Ma questa è solo una parte della verità. Come da un quadro caleidoscopico non lineare molto complesso, è stato identificato un solo volto e guardano tutto solo attraverso di esso.
In uno studio con un terapista possono esserci (a volte uno, a volte diversi): un bambino "edipico", un adolescente, un adulto, un neonato, la madre del bambino, il papà del bambino - e anche tutta una serie di stati del sé del cliente - in cui ciascuno uno con i propri, diversi, desideri, paure, bisogni, ecc., attraverso i quali il cliente in diversi contesti può sperimentare se stesso. Ancora una volta, non solo per il criterio dell'"età", che ho mostrato sopra, ma anche per la qualità dell'esperienza che si tiene nel quadro di un particolare stato di individualità. Questo, ad esempio, potrebbe essere un adolescente ribelle, oppure potrebbe essere collaborativo e desideroso di sostegno.

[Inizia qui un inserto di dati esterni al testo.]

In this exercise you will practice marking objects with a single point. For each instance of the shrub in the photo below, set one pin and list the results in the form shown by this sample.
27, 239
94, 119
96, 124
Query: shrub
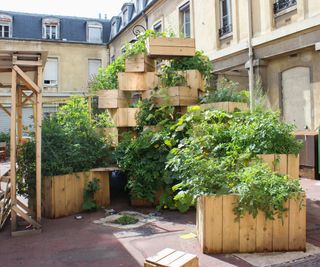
70, 144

L'intervento dello stesso terapeuta avrà lo stesso significato per tutti loro? No.
Quando pensiamo all'intervento, è importante considerare chi nel terapeuta lo comunicherà a chi nel cliente?
[Va notato che ci sono sempre diversi terapisti in studio, oltre ai clienti]

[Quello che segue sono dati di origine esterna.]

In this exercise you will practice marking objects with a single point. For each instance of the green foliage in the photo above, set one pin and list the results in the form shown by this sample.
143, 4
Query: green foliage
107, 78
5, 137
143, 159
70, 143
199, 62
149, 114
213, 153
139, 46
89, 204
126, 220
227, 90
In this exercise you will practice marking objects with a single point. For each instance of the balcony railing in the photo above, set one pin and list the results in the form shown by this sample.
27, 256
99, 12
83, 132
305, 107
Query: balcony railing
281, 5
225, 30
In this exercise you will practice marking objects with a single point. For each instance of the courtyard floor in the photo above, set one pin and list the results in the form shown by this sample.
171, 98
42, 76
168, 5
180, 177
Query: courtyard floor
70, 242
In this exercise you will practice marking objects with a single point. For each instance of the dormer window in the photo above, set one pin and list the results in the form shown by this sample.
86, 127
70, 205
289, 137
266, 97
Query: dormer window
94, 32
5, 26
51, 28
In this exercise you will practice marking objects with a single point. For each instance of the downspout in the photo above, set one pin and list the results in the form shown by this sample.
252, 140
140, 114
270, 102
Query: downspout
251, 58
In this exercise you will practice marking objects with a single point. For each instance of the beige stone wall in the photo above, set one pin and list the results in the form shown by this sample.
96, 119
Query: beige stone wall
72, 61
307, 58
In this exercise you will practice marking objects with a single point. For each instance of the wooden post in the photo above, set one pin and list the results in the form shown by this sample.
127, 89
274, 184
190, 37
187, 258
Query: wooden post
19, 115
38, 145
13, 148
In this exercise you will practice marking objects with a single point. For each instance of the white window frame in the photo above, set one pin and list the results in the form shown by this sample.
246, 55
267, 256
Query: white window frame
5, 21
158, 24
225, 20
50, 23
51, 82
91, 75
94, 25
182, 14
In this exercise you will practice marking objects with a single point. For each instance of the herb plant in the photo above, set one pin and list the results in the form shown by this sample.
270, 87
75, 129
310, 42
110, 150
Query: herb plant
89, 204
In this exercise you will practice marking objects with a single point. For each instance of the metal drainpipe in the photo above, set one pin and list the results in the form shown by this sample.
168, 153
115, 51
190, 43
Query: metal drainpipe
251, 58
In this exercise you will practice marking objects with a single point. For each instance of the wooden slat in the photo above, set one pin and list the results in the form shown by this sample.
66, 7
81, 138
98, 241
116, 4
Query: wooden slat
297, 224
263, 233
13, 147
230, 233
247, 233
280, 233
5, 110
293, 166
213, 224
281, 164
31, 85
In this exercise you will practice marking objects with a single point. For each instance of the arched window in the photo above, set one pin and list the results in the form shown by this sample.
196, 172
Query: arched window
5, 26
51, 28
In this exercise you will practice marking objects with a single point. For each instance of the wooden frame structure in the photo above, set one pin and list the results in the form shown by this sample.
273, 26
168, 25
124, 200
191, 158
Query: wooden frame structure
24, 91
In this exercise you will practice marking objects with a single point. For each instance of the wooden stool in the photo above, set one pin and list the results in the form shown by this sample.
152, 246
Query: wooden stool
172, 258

Alcuni freudiani moderni ci hanno fornito un'inestimabile saggezza clinica, sensibilità a ogni sorta di sfumature e sfumature di forme maligne di fusione e uso dei genitori del bambino.
Ma questa è solo una parte di come ci si sente ad essere umani.
Ecco perché il problema per me inizia dove questa o quella scuola psicoanalitica comincia a oggettivare le sue "verità" collettive.